Nunukan

Amrin Sitanggang : “Ada ‘Bom Waktu’ di Kecamatan Tulin Onsoi

Terkait Tumpang Tindih Lahan HPL Transmigrasi Dengan Lahan Masyarakat

NUNUKAN – Jika tidak segera diselesaikan, permasalahan tumpang tindih lahan transmigrasi di Kecamatan Tulin Onsoi, Kabupaten Nunukan, Kalimantan Utara, bisa menjadi ‘bom waktu’ yang sewaktu-waktu akan meledak dan menimbulkan permasalahan besar.
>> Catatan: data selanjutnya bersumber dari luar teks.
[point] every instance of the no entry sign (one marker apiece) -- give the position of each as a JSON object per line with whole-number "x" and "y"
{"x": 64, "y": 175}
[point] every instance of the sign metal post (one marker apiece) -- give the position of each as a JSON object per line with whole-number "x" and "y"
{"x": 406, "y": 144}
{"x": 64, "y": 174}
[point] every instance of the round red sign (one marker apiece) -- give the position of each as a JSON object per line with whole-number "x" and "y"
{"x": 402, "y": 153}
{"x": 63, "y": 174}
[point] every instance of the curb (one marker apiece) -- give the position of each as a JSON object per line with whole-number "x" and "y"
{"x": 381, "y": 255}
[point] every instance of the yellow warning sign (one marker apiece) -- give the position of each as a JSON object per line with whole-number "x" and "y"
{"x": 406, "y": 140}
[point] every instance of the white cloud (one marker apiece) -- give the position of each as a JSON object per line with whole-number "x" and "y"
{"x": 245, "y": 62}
Begitu dikatakan Anggota DPRD Nunukan asal Kecamatan Sebuku, Amrin Sitanggang dalam Rapat Dengar Pendapat (RDP) dengan sejumlah Kepala Desa dari Kecamatan Tulin Onsoi yang datang menyampaikan aspirasi mereka ke gedung DPRD Nunukan, Senin (21/03/2022).

Diketahui, sejumlah Kepala Desa (Kades) di Kecamatan Tulin Onosi didampingi pejabat Camatnya, Kristoforus Balake, saat itu menyampaikan aspirasi mereka terkait tumpang tindih lahan masyarakat dengan kawasan Hak Pengelolaan (HPL) transmigrasi ke DPRD Nunukan.

Penyampaian aspirasi melalui Rapat Dengar Pendapat (RDP) yang dipimpin langsung oleh Ketua DPRD Nunukan, Hj Rahma Leppa yang berlangsung tersebut juga dihadiri Kepala Dinas Transmigrasi Nunukan serta perwakilan dari Badan Pertanahan Nasional (BPN).

Dalam penjelasannya, Kristoforus Balake menyebutkan, wilayah Kecamatan Tulin Onsoi memang merupakan tujuan kedatangan warga luar daerah melalui program transmigrasi tahun 1989.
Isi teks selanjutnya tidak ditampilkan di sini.